I was able to bike to work just a single day of "Bike to Work" week earlier this month -- and biking in urban Boston is about as different as biking in Laos as you can get. Of course the roads are in much better shape. And of course there are more cars.
Here's what surprised me though. Through our entire 800 km in Vietnam and Laos, I never saw another recreational cyclist. I saw entire families on motorbikes (sometimes with a refrigerator or some other unlikely luggage). I saw small children on beat up single speed bikes. But I never saw another western cyclist (except the fellow riders and guides on our trip).
Boston, on the other hand, is full of recreational cyclists. Many ride bikes fancier and more expensive than mine, and a large portion of them, though not all, wear helmets.
But here's what they don't do. They don't obey "one way" signs. They don't slow down for stop signs. They don't push to the right if they are going slowly, and they don't call out "on your left" when they are speeding ahead.
I miss the car-free miles on the roads in Laos.
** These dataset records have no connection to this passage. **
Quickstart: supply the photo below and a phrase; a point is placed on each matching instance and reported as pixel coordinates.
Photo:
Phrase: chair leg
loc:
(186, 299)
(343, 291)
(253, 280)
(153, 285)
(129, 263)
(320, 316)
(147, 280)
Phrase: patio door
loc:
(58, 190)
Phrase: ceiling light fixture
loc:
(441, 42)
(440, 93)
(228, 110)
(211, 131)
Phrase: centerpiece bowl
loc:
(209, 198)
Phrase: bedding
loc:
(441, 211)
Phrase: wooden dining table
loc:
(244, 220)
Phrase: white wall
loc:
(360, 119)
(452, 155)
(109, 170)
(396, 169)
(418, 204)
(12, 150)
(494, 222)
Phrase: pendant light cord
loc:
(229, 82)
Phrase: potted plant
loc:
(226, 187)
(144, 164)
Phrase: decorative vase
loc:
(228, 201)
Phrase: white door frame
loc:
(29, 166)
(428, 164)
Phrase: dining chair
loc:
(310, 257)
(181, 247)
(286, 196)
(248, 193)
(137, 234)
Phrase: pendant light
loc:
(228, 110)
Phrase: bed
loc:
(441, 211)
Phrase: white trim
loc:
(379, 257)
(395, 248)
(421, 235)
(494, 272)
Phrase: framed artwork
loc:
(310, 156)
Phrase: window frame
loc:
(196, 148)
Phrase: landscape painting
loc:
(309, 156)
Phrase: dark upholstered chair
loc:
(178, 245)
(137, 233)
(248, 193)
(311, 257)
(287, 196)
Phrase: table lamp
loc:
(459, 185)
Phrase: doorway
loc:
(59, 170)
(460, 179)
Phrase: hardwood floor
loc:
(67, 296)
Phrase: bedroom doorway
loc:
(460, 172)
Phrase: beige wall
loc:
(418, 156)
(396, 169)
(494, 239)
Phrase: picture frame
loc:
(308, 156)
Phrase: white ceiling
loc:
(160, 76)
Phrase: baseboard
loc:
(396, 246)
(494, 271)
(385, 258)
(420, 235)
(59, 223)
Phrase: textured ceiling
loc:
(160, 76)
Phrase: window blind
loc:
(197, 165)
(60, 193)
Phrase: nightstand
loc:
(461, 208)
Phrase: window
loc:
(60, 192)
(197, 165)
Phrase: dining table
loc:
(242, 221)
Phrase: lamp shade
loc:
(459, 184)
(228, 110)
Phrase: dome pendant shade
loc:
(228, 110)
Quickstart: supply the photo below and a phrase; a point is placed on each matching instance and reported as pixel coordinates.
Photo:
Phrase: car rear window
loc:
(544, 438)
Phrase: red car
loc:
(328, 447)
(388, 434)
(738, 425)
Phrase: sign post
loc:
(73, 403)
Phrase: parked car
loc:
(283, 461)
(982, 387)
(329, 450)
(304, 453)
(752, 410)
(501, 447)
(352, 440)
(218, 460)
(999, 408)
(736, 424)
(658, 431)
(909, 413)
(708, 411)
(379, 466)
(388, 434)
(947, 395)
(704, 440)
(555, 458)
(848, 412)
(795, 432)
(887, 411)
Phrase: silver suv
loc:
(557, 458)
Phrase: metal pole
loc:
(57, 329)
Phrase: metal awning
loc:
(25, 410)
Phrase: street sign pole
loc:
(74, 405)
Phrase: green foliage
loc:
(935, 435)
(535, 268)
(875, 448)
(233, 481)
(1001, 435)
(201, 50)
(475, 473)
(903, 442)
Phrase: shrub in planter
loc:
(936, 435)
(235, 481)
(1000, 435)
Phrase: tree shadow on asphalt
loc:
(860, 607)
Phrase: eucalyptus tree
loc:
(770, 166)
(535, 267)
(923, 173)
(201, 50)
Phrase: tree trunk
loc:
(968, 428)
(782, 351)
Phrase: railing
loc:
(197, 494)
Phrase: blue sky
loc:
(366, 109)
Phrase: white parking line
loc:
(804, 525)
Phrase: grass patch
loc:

However, I am surprised to also miss the lack of fellow cyclists now that I'm back in the states.
The highlight of my ride home was a stop in Fresh Pond where a red-tailed hawk family has made a nest on a fascade of an office building. Here's a
link to a video from the Boston Globe. There is frequently a carnival around the office building, with a gaggle of onlookers, some with cameras that have lenses longer than my forearm. Even without binoculars you can see the parents and at least one of the chicks. This is a sight,of course, that you would never see in Laos!